FRANKFURT/BRUSSELS (Reuters) - New European Union rules on bank rescues, aimed at ending spectacular bailouts with public money, are already facing a political backlash on worries they may end up hurting small, unsophisticated investors.

The EU's Bank Recovery and Resolution Directive, due to become fully effective on Jan. 1, makes shareholders, creditors and even large depositors liable for the losses of a failing bank before any public money is used to save the lender.

The directive was a central part of Europe's response to the global financial crisis, which saw hundreds of billions of euros of public money having to be ploughed into failing lenders, including Britain's Royal Bank of Scotland (L:RBS) and Germany's Commerzbank (DE:CBKG).

Only days before the new rules go live, concerns about the high political and economic cost of imposing losses on small savers have come to the fore, with Italy offering an example of how things can go wrong.

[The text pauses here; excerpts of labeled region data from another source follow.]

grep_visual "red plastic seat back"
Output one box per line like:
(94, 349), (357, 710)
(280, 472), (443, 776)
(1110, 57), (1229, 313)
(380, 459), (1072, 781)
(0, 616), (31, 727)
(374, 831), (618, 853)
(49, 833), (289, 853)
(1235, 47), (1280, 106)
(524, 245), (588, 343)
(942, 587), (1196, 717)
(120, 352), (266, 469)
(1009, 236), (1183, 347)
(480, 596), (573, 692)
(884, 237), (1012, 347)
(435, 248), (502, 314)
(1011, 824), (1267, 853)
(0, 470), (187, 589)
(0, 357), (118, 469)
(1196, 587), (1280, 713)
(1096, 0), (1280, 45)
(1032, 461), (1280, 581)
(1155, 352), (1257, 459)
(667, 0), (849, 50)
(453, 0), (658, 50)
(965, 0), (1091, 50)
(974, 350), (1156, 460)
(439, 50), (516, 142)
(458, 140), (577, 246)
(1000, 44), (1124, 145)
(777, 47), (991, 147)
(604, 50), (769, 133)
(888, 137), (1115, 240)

Around 10,000 Italians lost money they had invested in the bonds of four local banks that were rescued last month. One pensioner took his own life after seeing his savings go up in smoke.

Some European policy makers are already calling for the new rules to be phased in more gradually and Italy's central bank governor said they should be applied "reasonably".

The Italian government is looking for ways to compensate savers for a portion of their losses, arguing that some of them might have been missold high-risk products such as subordinated bonds. Holders of such debt are repaid only after senior creditors if a bank gets into difficulty.

"If retail investors are missold subordinated debt, then you have a case to argue the new regime simply shifts the burden from the taxpayers to small savers," said Jonathan Herbst, a partner at law firm Norton Rose Fulbright in London.

VICIOUS CIRCLE

Using public money to reimburse such investors would go against the spirit, if not the letter, of the new rules -- namely to shield taxpayers -- and may set a precedent for future bank rescues.

This would risk leaving governments on the hook again for at least a share of future bank bailouts, reinforcing a vicious circle between private lenders and public finances that worsened the euro zone's crisis.

Gunnar Hokmark, a Swedish member of the European Parliament who was instrumental in piloting the new rules, said that no exceptions from bail-in should be allowed for bondholders.

It could also give banks more leeway to misbehave.

"The legislation... is a way of reducing the burden on governments and of forcing owners and investors to be vigilant about the banks they are investing in," said the centre-right politician.

The European Commission said the problems in Italy had been caused by citizens not understanding or not receiving sufficient explanations about the financial products they had bought, not by the new regime.

Italy, where banks have long relied on the big private wealth of households to sell their own debt, is considering banning the sale of junior bonds to retail investors.

Britain already prohibits selling Additional Tier 1 notes, which can be converted into equity under certain conditions, to such customers.

NOT ENOUGH

More may be needed to fully protect consumers, though.

Pension funds and other retail-oriented investment managers own vast amounts of assets on behalf of small savers that could be used in bank rescues.

While these positions are taken by professionals, it is open to question whether the final investors are adequately informed about the risks involved and whether they should be exposed to this type of asset at all.

However, restricting the pools of buyers too far could also hurt the economy, as it would push up funding costs for banks, reducing their ability to lend.

"When it's a major retail bank being subject to bail-in...you could end up with a major issue, with the average man on the street possibly losing all their savings," said Frederic Lacroix, a partner at law firm Clifford Chance in Paris.

© Reuters. Skyscrapers are seen at Canary Wharf financial district in London

"Either you prohibit the investment or you increase the transparency and the warnings on those instruments."